I have a file with the coordinates of possible enhancers in reprogamming mouse cells (fibroblast and iPS cells, the mm10 genome). The datasheet looks like this, where RE is the enhancer and TG/TF are their associated genes/transcription factors:
TF TG Score FDR REs Pou5f1 L1td1 1.09E+06 9.24E-06 chr4_98727908_98728497 Pou5f1 Cd109 580062 9.24E-06 chr9_78623220_78624062;chr9_78615332_78616035 Sox2 L1td1 428168 9.24E-06 chr4_98727908_98728497;chr4_98726641_98726938
I wanted to be able to confirm they are enhancers and categorize them as known enhancers or novel enhancers like in this figure- is there a way to do this?
I was thinking of comparing the regions with a known enhancer database such as enhancer atlas (but it looks like they use mm9) or H3K4me1 Encode data (although there isn't a track for ipsc). Is there a way to find/count the union set in R or do I need to use bedtools?
The question here for me is not such much how to technically do this but rather what is considered an enhancer.

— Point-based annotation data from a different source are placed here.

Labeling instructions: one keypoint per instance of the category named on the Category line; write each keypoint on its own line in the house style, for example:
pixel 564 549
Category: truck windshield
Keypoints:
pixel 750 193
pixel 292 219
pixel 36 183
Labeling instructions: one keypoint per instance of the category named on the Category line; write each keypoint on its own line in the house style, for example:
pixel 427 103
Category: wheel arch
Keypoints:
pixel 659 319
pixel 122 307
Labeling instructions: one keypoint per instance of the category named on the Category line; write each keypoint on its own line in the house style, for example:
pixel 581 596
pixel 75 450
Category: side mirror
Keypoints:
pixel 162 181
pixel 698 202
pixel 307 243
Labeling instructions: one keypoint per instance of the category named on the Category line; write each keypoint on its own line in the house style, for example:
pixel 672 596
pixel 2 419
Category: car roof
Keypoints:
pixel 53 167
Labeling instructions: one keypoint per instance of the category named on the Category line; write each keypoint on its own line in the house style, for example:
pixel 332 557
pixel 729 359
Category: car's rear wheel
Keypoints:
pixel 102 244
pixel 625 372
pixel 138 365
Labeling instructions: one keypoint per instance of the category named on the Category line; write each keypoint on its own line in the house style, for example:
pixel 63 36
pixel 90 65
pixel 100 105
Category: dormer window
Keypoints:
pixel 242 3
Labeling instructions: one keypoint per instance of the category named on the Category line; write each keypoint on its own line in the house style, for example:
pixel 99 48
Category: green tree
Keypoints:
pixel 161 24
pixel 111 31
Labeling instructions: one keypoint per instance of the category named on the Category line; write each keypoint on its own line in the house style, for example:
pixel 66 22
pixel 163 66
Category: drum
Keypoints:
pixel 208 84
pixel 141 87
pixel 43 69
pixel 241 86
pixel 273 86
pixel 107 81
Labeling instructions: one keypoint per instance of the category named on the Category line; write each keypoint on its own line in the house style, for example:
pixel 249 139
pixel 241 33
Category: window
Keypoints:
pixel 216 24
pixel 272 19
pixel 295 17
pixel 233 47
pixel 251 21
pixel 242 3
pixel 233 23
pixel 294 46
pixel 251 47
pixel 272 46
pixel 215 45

After all, there is a variety of methods that are used to call "enhancers" which depending on context is either any regulatory element, or one with certain marks. ATAC-seq measures open chromatin, ChIP-seq can probe associated marks such as H3K4me1 and H3K27ac and CAGE-seq can identify active transcription of non-promoter elements. You will find literature calling enhancers with any of these methods but without any functional data towards whether the called region has indeed any regulatory activity.
As such, there is much uncertainty when pulling any databases. The question would be whether you want first check whether there are datasets or databases that use the exact assay you used to call enhancers and then compare with that. There is naturally limited overlaps between independent methods and a just because a CAGE-seq database might miss an enhancer you called does not necessarily mean it is unreported, maybe it is in all of the ChIP-based databases.
Is there a common identifier/piece of information between your "possible enhancer coordinates" datasheet and databases such as enhance atlas to make a mapping between the two?